Sunday, August 30, 2009

Class is now in session -Identity Crisis

Welcome!

Let's start out by "defining our terms."

What do we mean by "Cleveland?"

The 75 or so square miles that make up the nation's 40th largest (gulp!) city?
For the purposes of this blog, no. If you are looking for a blog about city developments and neighborhoods, this isn't it.

No, sorry residents of the City of Cleveland. We are going to take your name, for better or worse. Kind of like when the airport baggage check guy says "where you headed?" You say "Cleveland," not Hiram or Strongsville.

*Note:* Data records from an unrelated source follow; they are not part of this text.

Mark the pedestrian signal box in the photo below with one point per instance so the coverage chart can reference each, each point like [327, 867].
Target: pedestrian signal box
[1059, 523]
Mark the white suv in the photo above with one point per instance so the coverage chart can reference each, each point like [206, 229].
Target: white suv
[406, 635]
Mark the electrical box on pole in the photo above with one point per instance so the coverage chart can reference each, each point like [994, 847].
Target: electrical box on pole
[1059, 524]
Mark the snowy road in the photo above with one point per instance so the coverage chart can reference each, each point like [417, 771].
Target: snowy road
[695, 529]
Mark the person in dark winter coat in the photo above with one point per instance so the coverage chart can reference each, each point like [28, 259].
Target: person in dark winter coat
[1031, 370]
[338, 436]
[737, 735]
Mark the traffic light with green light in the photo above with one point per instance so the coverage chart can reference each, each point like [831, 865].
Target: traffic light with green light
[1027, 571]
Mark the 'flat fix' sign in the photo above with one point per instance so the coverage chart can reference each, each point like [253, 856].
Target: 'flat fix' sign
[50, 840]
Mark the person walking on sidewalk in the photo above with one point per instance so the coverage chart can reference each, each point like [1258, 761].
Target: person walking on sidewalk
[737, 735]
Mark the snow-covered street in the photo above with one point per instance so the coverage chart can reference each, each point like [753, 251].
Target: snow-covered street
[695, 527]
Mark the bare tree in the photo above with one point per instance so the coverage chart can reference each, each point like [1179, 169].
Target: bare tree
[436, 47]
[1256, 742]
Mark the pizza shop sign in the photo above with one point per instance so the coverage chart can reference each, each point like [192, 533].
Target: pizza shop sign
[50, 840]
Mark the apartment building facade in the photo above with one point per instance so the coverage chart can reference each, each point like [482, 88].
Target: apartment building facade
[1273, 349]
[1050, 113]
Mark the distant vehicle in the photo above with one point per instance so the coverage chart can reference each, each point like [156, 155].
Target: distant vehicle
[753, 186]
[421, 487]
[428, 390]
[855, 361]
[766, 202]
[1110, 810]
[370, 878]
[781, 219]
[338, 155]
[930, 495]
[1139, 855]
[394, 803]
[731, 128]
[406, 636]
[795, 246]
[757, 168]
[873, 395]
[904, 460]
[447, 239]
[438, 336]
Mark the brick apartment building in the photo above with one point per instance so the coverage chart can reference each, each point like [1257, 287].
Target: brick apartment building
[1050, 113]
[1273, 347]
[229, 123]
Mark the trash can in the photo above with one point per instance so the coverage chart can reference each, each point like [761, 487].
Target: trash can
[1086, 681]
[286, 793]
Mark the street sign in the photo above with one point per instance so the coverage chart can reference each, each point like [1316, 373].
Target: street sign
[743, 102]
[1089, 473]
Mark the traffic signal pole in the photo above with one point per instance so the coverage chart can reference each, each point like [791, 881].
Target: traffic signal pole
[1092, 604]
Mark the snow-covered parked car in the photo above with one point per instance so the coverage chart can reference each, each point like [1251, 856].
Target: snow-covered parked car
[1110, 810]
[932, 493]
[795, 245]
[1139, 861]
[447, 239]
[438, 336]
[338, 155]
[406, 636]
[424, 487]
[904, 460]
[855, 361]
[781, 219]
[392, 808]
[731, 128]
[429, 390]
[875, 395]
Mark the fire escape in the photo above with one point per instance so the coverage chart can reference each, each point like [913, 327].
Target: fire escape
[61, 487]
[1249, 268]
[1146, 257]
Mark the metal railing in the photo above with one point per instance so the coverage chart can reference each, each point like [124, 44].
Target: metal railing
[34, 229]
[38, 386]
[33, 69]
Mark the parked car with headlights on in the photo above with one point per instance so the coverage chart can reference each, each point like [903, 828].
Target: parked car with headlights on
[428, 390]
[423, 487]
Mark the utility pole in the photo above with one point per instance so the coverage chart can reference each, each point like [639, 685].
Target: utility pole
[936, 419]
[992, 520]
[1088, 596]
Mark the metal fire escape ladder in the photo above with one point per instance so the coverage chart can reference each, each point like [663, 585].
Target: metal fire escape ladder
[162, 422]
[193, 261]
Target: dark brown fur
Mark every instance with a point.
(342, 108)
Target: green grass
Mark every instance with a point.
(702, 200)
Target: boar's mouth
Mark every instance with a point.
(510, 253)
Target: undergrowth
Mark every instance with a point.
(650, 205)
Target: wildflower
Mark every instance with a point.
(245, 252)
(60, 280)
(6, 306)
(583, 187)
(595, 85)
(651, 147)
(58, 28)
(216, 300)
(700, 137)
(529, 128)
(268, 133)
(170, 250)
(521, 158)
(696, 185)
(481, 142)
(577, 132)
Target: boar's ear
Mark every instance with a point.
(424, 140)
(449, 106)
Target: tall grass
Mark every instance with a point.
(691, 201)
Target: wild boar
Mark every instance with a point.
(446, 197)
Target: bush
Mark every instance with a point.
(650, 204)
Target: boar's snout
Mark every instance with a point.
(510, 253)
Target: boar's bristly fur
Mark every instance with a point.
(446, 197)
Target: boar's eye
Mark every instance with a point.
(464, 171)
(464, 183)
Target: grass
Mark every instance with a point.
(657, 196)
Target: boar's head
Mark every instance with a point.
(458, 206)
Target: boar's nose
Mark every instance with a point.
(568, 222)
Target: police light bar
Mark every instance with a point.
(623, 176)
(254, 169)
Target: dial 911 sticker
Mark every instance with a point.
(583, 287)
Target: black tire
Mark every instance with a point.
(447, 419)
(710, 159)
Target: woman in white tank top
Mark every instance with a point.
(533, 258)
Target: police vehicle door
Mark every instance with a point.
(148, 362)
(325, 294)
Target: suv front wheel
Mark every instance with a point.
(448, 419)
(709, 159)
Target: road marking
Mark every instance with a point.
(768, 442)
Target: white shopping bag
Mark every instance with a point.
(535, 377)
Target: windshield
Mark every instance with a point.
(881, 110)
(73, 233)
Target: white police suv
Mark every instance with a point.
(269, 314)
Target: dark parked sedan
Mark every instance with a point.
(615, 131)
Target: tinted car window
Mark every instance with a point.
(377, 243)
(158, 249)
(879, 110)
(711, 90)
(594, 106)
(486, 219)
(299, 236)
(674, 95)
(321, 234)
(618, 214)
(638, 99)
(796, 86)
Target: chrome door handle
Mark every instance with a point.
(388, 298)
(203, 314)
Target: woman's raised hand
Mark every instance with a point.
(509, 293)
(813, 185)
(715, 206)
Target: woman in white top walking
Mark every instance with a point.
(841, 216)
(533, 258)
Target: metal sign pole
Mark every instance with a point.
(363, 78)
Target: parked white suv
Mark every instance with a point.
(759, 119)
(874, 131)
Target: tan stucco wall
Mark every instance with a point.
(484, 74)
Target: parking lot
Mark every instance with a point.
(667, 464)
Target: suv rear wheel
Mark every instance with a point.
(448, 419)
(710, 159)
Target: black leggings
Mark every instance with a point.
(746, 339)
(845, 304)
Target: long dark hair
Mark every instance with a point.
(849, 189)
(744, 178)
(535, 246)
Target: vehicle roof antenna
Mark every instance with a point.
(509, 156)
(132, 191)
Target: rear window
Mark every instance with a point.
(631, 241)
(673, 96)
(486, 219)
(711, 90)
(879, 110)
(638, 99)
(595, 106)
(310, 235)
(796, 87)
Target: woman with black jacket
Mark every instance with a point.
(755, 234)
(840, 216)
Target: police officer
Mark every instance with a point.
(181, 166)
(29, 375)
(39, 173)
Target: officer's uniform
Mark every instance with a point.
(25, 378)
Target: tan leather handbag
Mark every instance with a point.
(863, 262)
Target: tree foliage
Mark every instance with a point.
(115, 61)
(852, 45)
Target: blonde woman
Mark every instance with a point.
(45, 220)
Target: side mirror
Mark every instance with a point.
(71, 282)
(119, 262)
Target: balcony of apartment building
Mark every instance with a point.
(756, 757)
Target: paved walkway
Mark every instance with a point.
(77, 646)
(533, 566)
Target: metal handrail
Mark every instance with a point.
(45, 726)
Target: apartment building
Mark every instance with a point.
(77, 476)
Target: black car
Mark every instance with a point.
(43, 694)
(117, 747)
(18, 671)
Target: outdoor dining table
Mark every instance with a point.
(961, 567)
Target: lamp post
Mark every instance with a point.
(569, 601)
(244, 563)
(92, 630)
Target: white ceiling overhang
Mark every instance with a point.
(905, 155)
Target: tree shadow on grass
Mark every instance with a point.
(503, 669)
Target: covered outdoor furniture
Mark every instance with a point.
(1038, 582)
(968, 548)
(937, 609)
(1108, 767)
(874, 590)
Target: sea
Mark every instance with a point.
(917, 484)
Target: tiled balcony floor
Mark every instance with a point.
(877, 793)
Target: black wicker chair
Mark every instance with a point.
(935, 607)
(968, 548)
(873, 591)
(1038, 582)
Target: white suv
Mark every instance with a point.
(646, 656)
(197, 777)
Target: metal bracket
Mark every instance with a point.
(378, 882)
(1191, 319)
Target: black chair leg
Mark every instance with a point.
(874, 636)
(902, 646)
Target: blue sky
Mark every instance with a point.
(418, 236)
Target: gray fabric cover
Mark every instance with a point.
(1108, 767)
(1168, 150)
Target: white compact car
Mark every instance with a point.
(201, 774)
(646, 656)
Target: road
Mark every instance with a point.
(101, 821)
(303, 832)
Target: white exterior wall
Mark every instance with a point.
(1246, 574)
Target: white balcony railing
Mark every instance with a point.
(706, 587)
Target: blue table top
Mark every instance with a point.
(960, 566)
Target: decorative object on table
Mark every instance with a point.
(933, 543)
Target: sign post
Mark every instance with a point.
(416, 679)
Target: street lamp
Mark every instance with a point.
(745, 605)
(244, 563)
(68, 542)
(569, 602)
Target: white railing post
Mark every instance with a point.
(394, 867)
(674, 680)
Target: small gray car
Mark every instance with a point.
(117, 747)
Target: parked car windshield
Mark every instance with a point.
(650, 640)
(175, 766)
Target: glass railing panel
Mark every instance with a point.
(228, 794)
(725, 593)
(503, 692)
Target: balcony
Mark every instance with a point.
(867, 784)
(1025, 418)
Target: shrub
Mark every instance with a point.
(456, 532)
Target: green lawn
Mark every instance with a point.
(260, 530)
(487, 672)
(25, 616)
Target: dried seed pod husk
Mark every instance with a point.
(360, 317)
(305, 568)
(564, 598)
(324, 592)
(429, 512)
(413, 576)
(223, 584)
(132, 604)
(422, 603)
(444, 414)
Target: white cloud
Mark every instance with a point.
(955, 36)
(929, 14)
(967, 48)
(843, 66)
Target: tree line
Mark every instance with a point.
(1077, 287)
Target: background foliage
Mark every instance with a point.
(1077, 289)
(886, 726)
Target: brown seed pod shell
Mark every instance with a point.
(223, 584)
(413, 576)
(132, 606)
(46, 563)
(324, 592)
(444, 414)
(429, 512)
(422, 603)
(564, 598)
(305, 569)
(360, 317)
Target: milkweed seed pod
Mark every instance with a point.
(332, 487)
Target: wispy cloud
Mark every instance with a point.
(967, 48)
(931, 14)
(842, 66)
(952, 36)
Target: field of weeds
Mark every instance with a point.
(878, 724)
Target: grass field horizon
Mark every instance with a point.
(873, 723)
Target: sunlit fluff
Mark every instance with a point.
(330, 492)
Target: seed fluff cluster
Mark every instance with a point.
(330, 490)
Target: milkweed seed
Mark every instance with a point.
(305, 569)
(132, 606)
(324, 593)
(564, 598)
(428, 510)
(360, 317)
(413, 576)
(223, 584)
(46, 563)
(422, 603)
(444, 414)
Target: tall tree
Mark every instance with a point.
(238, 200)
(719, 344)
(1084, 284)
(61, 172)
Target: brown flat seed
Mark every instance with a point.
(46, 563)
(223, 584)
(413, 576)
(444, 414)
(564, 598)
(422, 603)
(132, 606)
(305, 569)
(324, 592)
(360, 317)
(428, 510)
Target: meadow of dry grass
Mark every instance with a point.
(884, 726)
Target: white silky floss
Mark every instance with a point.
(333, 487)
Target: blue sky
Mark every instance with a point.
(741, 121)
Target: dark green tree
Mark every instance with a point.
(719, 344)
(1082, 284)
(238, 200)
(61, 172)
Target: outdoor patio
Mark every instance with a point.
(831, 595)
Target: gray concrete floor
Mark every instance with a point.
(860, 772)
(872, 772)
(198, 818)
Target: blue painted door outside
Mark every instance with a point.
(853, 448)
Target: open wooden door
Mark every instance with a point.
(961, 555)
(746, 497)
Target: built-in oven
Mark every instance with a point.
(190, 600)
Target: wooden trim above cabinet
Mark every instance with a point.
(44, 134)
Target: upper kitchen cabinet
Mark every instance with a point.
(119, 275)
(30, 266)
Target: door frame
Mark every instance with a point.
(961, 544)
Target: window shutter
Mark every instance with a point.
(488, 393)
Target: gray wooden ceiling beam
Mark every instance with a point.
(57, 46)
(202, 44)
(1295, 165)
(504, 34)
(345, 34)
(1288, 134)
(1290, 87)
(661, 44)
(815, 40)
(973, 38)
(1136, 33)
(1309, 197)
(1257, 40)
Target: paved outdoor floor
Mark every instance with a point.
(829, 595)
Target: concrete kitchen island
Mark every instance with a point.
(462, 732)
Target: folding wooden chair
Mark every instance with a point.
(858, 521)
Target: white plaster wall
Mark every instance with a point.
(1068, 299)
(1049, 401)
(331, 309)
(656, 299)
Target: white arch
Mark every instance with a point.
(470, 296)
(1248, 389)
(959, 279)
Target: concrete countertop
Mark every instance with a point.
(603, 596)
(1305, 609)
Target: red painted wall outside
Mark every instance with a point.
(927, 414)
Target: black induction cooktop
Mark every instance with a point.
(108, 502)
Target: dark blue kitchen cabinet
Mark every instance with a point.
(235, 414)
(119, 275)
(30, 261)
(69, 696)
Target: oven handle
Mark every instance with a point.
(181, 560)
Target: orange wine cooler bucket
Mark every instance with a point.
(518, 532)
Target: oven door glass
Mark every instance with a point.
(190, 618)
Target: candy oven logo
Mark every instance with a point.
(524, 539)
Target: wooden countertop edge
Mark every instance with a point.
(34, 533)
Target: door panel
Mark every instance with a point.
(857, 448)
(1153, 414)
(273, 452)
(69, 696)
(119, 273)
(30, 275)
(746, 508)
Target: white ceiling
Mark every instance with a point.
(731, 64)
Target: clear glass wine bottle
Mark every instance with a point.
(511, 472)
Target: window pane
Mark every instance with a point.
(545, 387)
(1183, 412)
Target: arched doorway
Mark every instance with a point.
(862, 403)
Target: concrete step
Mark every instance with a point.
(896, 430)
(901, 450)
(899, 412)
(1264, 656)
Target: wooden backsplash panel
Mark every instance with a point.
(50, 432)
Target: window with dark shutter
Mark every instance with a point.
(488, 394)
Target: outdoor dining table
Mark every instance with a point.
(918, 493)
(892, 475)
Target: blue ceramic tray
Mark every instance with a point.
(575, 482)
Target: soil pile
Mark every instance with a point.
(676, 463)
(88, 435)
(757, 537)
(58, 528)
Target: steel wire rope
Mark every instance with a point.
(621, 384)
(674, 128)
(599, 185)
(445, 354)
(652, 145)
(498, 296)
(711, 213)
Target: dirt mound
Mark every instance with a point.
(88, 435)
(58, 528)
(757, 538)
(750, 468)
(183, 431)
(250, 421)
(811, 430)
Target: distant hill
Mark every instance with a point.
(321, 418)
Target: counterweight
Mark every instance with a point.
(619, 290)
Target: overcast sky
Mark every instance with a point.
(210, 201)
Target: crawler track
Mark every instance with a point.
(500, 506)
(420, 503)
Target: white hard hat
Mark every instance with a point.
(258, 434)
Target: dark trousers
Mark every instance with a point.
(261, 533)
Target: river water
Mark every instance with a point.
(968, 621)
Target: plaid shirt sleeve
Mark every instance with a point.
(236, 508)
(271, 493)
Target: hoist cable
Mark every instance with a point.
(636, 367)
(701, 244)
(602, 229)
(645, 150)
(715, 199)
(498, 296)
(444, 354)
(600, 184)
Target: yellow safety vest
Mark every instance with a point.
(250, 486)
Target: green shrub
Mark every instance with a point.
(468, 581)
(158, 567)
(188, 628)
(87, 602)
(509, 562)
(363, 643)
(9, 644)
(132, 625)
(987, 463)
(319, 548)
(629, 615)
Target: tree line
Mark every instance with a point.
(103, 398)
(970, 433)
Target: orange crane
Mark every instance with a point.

So we are from Akron, Canton, Mentor or Medina but we will call it Cleveland. Calling it anything else sounds fake, or forced. Kind of like the Cleveland+ campaign. I know what they are going for, but it just doesn't cut it. "The North Coast?" kind of better, except you get a few miles from the lake (and when we say "the lake" we all know the lake to which we refer, a true Cleveland marker) and you can't even get good perch. --so how much "coast" is in Canton?

If I could come up with a better all-inclusive substitute name for "Cleveland" I could really cash in. Even Northeast Ohio doesn't work. Try saying "Northeast Ohio" to people in Mansfield or Sandusky.

It's one of the reasons I''m skeptical about the future of Regionalism. But much more on that later.